怜悧なCEOの恋情が溢れて、愛に囲われる政略結婚【マカロン文庫溺甘シリーズ2023】
 沢田さんは父の秘書を八年務めている女性だ。
 私に予定を言わないのはいつものことだけれど、沢田さんにはなにもかもすべて報告しているはずなので、どこに居るか彼女ですら知らないのは珍しい。
 というか、連絡がつかないって……父はコソコソとなにをしているんだか。


「メールも送ってるんですが、ずっと既読がつかない状態なんですよ」

「ご迷惑をおかけしてすみません。私からも父に連絡をしてみます」

「よろしくお願いします」


 電話を切ったあとすぐに、安西さんに連絡するように父に短くメールを送る。

 父には自分が体たらくなことにそろそろ気づいてほしい。そのせいでいろんな人に迷惑をかけているのだから。
 憤慨したところで、仕事で父のサポートを請け負っているのは主に秘書の沢田さんで、私ではないのだけれど。

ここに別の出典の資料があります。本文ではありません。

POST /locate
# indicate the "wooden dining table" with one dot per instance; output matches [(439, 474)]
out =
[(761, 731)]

 しばらく画面を見つめるものの、私の送ったメールにもやはり既読がつかない。
 電話もどうせ繋がらないだろうと思いつつかけてみたが、案の定電源が入っていないという機械的な音声が流れた。
 とりあえず留守電にもメッセージを入れておこう。今はそうするしかない。
  
 こんなことが頻発しているかどうかまでは知らないけれど、もしそうなら、父にGPSでもつけさせればいいのだ。
 それならどこにいるのか一発でわかるのに。

 デート前に気持ちをどんよりさせないでもらいたい。
 と、スマホをテーブルに置いてひとりでうなだれた。